In my data framework project (where I use sha1 to identify blocks), I've been looking for an excuse to do this, because knowing size of a block is incredibly useful for applying performance heuristics. I suspect it is also a significant defense against collision attacks. Am I wrong?
I included this comment in a response to a child comment, but reproducing it here to make sure you see it:
If your output includes the size of the input, then what you've got is no longer a hash function. A hash function is defined as taking an arbitrary input and returning an n-bit output for some fixed value of n. By including the size of the input in your output, the size of your output grows logarithmically with the size of your input. This may seem pedantic, but fixed-size-output and arbitrary-size-input is extremely important for general usage of a hash function.
So Shattered was "give me two different documents with the same sha1, I don't care what they are". I guess according to Wikipedia that's a "classical" collision.
Then there's "here's two different documents. Append to both of them until the results have the same hash". This is "chosen prefix" collision.
My question is, is there a name for an attack that says "here's a document. give me another document with the same hash."? (in which case, "the original" would have meaning).
> How would you know that the attacker have not manipulated the size parameter?
This scenario doesn't make a lot of sense. Say I have a goodfile that is 512 bytes long and hashes to 3d8850e1, and someone else wants to produce badfile and convince you that it's my goodfile. GP's suggestion is that I publish a size-plus-hash value "512-3d8850e1" for you to check against. If the attacker is in a position to alter the size part, they're also in a position to alter the hash part, in which case why even bother with a collision? They can just change the hash to be whatever badfile hashes to.
The true answer to GP is that if you do this, it's no longer a hash function. A hash function is defined as taking an arbitrary input and returning an n-bit output for some fixed value of n. By including the size of the input in your output, the size of your output grows logarithmically with the size of your input. This may seem pedantic, but fixed-size-output and arbitrary-size-input is extremely important for general usage of a hash function.

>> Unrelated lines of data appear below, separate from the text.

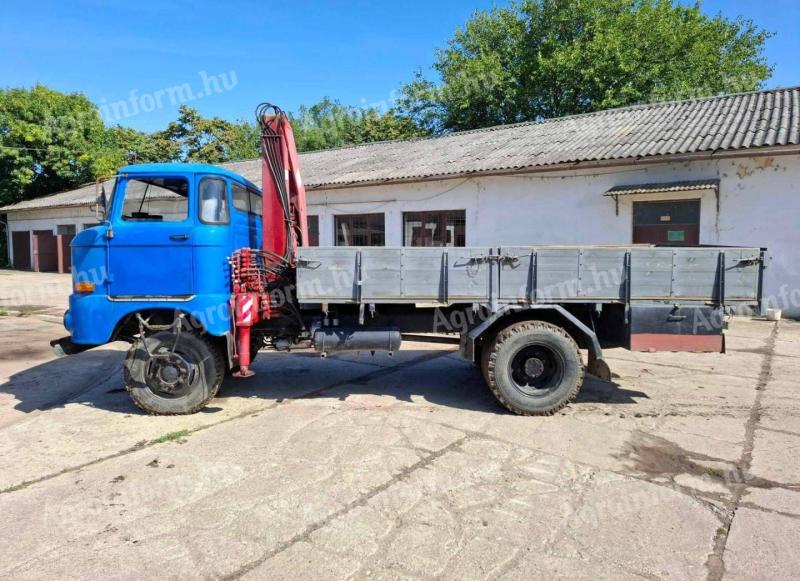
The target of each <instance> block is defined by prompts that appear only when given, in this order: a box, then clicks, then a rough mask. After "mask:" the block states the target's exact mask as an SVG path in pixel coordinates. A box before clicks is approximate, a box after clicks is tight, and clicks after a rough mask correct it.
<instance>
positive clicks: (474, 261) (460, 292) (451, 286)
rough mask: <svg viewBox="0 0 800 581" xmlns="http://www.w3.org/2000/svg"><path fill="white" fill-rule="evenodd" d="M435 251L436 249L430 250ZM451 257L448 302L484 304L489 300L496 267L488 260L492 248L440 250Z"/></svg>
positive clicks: (489, 255)
mask: <svg viewBox="0 0 800 581" xmlns="http://www.w3.org/2000/svg"><path fill="white" fill-rule="evenodd" d="M429 250H434V249H429ZM435 250H438V251H439V253H440V254H441V253H442V252H444V251H446V252H447V254H448V257H449V268H448V269H447V298H448V301H450V302H453V301H456V302H457V301H461V302H484V301H488V300H489V293H490V289H491V284H492V282H491V277H492V273H493V272H494V269H495V267H496V266H495V265H494V264H492V262H491V261H489V260H488V259H487V258H488V257H489V256H491V255H492V250H493V249H491V248H482V247H478V248H475V247H472V248H438V249H435Z"/></svg>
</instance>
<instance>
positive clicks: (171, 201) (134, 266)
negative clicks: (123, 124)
mask: <svg viewBox="0 0 800 581" xmlns="http://www.w3.org/2000/svg"><path fill="white" fill-rule="evenodd" d="M99 203H100V205H101V207H103V212H104V220H103V223H102V224H101V225H99V226H95V227H93V228H89V229H87V230H84V231H82V232H81V233H80V234H78V235H77V236H76V237H75V239H74V240H73V242H72V272H73V291H74V292H73V294H72V295H71V296H70V300H69V310H68V311H67V313H66V314H65V316H64V325H65V327H66V328H67V330H68V331H69V333H70V335H71V342H72V343H73V344H74V345H76V346H93V345H100V344H104V343H107V342H109V341H114V340H116V339H118V338H122V337H121V335H123V334H125V333H129V332H130V331H131V330H132V329H133V327H132V324H133V323H132V318H133V317H135V315H136V314H137V313H149V314H152V313H165V314H166V313H170V314H174V313H175V312H176V311H178V312H181V313H185V314H187V315H191V316H192V317H193V318H194V320H195V321H196V322H197V323H198V324H199V325H201V326H202V327H203V330H204V331H205V332H206V333H207V334H208V335H211V336H213V337H222V336H225V335H226V334H229V333H230V329H231V321H230V307H229V302H230V295H231V283H230V268H229V264H228V257H230V256H231V254H232V253H233V252H234V251H235V250H236V249H239V248H243V247H250V248H260V246H261V215H260V214H261V208H262V205H261V192H260V190H259V188H258V187H257V186H256V185H255V184H253V183H251V182H250V181H248V180H246V179H244V178H243V177H241V176H239V175H237V174H235V173H233V172H230V171H227V170H225V169H222V168H219V167H215V166H212V165H205V164H143V165H131V166H127V167H124V168H122V169H121V170H120V171H119V173H118V174H117V176H116V177H115V179H114V180H113V181H112V182H110V183H108V184H107V185H106V187H105V190H104V196H103V200H102V201H101V202H99Z"/></svg>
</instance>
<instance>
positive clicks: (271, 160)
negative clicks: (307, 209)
mask: <svg viewBox="0 0 800 581" xmlns="http://www.w3.org/2000/svg"><path fill="white" fill-rule="evenodd" d="M256 116H257V118H258V124H259V126H260V128H261V178H262V179H261V184H262V185H261V189H262V205H263V208H262V215H261V219H262V228H263V237H262V248H263V249H264V250H265V251H266V252H269V253H273V254H276V255H277V256H280V257H283V259H284V261H285V262H286V263H288V264H290V265H294V264H295V261H296V255H297V248H298V246H306V245H308V229H307V221H306V213H307V210H306V191H305V186H304V185H303V180H302V178H301V176H300V157H299V155H298V154H297V147H296V145H295V141H294V132H293V131H292V125H291V123H290V122H289V117H288V115H286V113H284V112H283V111H282V110H281V109H280V108H279V107H277V106H276V105H272V104H270V103H263V104H261V105H260V106H259V107H258V109H257V111H256Z"/></svg>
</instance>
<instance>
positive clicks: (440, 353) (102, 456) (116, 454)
mask: <svg viewBox="0 0 800 581" xmlns="http://www.w3.org/2000/svg"><path fill="white" fill-rule="evenodd" d="M449 353H450V351H431V352H429V353H424V354H422V355H419V356H417V357H414V358H413V359H410V360H408V361H405V362H403V363H399V364H397V365H393V366H391V367H381V368H380V369H376V370H374V371H370V372H368V373H364V374H362V375H359V376H357V377H354V378H351V379H344V380H337V381H335V382H332V383H329V384H328V385H325V386H323V387H320V388H317V389H313V390H311V391H307V392H304V393H302V394H299V395H296V396H293V397H285V398H282V399H280V400H277V401H274V402H271V403H269V404H267V405H265V406H262V407H260V408H256V409H249V410H247V411H244V412H241V413H238V414H235V415H233V416H231V417H229V418H225V419H223V420H220V421H218V422H212V423H209V424H205V425H203V426H198V427H196V428H194V429H192V430H189V433H188V434H187V435H191V434H195V433H197V432H202V431H203V430H207V429H209V428H215V427H217V426H221V425H224V424H227V423H229V422H233V421H235V420H240V419H243V418H247V417H249V416H252V415H254V414H260V413H262V412H265V411H269V410H272V409H275V408H276V407H278V406H281V405H288V404H290V403H292V402H294V401H299V400H303V399H310V398H313V397H316V396H318V395H320V394H322V393H324V392H326V391H330V390H332V389H336V388H339V387H342V386H345V385H348V384H352V383H357V384H364V383H368V382H370V381H372V380H373V379H376V378H379V377H384V376H386V375H391V374H392V373H397V372H398V371H403V370H405V369H408V368H409V367H412V366H414V365H419V364H421V363H426V362H428V361H431V360H432V359H437V358H439V357H444V356H445V355H447V354H449ZM107 381H108V380H106V381H104V382H103V385H105V383H106V382H107ZM160 443H161V442H158V441H156V440H151V441H147V440H144V441H141V442H137V443H136V444H134V445H133V446H130V447H128V448H125V449H123V450H119V451H118V452H114V453H113V454H108V455H106V456H101V457H99V458H95V459H94V460H90V461H88V462H84V463H82V464H77V465H75V466H69V467H67V468H64V469H63V470H59V471H57V472H51V473H49V474H45V475H44V476H39V477H38V478H32V479H30V480H25V481H23V482H20V483H19V484H14V485H13V486H9V487H8V488H4V489H3V490H0V494H8V493H11V492H17V491H19V490H23V489H25V488H28V487H29V486H33V485H34V484H39V483H40V482H45V481H47V480H52V479H53V478H58V477H59V476H63V475H64V474H70V473H73V472H77V471H79V470H83V469H84V468H88V467H90V466H94V465H96V464H100V463H102V462H106V461H108V460H114V459H116V458H120V457H122V456H126V455H128V454H132V453H134V452H138V451H139V450H143V449H145V448H149V447H151V446H155V445H158V444H160Z"/></svg>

So perhaps, the easiest way to defend against a collision attack is to transmit the size of the data alongside the checksum. Like a checksum, it is extremely lightweight and easy to check.
In my data framework project (where I use sha1 to identify blocks), I've been looking for an excuse to do this, because knowing size of a block is incredibly useful for applying performance heuristics. I suspect it is also a significant defense against collision attacks. Am I wrong?